About Being Confused [en]

As the founding editor of Phonak’s community blog “Open Ears” (now part of “Hearing Like Me“) I contributed a series of articles on hearing loss between 2014 and 2015. Here they are.

Over the last couple of months, I’ve been trying out a variety of hearing aids as part of my newly-found “guinea pig” position at Phonak. As a geek, I love playing with new technology and trying things out. As a person with hearing loss, I’m curious about how good things can get for me.

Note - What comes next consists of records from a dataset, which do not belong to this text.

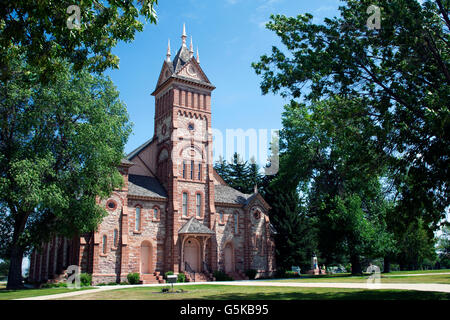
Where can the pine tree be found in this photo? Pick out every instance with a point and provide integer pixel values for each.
(238, 174)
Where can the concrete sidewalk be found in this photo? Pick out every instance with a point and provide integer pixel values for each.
(391, 286)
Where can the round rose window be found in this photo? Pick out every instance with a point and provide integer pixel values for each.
(111, 205)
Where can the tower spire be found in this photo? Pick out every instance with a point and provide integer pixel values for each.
(191, 49)
(168, 52)
(183, 36)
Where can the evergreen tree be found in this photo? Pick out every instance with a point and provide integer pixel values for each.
(444, 247)
(295, 239)
(238, 174)
(222, 168)
(255, 177)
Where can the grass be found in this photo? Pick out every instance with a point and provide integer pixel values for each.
(394, 277)
(442, 278)
(418, 272)
(26, 293)
(218, 292)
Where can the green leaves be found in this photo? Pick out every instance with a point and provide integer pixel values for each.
(40, 29)
(366, 104)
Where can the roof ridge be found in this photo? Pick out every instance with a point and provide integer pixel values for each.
(133, 153)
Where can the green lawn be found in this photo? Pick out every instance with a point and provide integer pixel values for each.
(25, 293)
(438, 278)
(418, 271)
(218, 292)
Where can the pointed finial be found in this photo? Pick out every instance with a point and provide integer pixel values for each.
(168, 52)
(183, 36)
(191, 49)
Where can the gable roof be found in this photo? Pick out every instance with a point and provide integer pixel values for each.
(227, 194)
(181, 58)
(136, 151)
(194, 226)
(145, 186)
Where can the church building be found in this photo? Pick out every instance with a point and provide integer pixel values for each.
(174, 212)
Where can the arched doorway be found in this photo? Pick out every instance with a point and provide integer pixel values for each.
(192, 254)
(146, 257)
(228, 257)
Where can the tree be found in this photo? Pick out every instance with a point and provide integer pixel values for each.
(328, 153)
(254, 176)
(238, 174)
(221, 167)
(47, 30)
(295, 240)
(398, 75)
(444, 247)
(60, 144)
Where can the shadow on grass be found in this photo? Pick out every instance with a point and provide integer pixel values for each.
(356, 295)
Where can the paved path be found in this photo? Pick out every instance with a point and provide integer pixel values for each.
(395, 286)
(414, 274)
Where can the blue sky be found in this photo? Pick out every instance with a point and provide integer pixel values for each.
(230, 35)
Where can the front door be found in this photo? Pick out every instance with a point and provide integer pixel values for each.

One of the challenges I’ve come upon trying out hearing aid solutions is confusion. You know what happens when you’re shopping for perfumes, and after a (short) while you can’t distinguish smells anymore? That’s a bit what it feels like with sound. Maybe it has to do with the rather strong “habituation” component there is in the way we process sound.

Some situations are clear-cut: for example, after trying out the Bolero Q90 hearing aids for a few weeks, I switched back to my Widex Clear 330 ones to see if I could spot a “reverse difference”. One situation where there was no debate was at the vet’s: I’d been going there regularly throughout my Bolero trial, and when I went back with my Widex aids in, I really struggled to understand what my vet was saying. The room is a bit echoey and she speaks quite fast. To make extra sure I wore the Boleros next time around.

hearing-aid-confusion-phona

I did recall that I’d always found it difficult in that room. Switching programmes, even turning my hearing aids off. But I completely forgot about all this as soon as the situation stopped presenting difficulties with the Q90 aids. See how it goes? We’re prompt to forget and get used to what we have.

Another situation was singing. I sing in my car a lot. With the Widex aids, I’d get “scratchy” noises on some notes when the anti-feedback mechanism kicked in. With the Boleros, no scratchy noises, but annoyingly vibrating notes (anti-feedback mechanism again, I’m told). With Venture, no scratchy noises or vibrating notes — a huge, huge improvement.

A few weeks back I tried “slim tips”, a light type of custom mold, so that I would have better music quality when streaming with my ComPilot. For that, it worked, but when I was singing, I couldn’t hear myself well enough at all. So that was also a clear-cut situation. (We still might be able to improve it, I haven’t abandoned the idea of a more closed fitting altogether.)

But most of the time, specially when we’re tweaking settings, it quickly gets really hard to know if things are better, worse, just different, or even, not different. My poor brain can’t follow.

One problem I identify is that comparison relies on memory. And also that the hearing situations we have problems with are often “out in the real world” and not in the audiologist’s lab. Maybe some form of distance fitting will help solve that — but the fact that we get used to what we’re listening to very fast seems to be here to stay.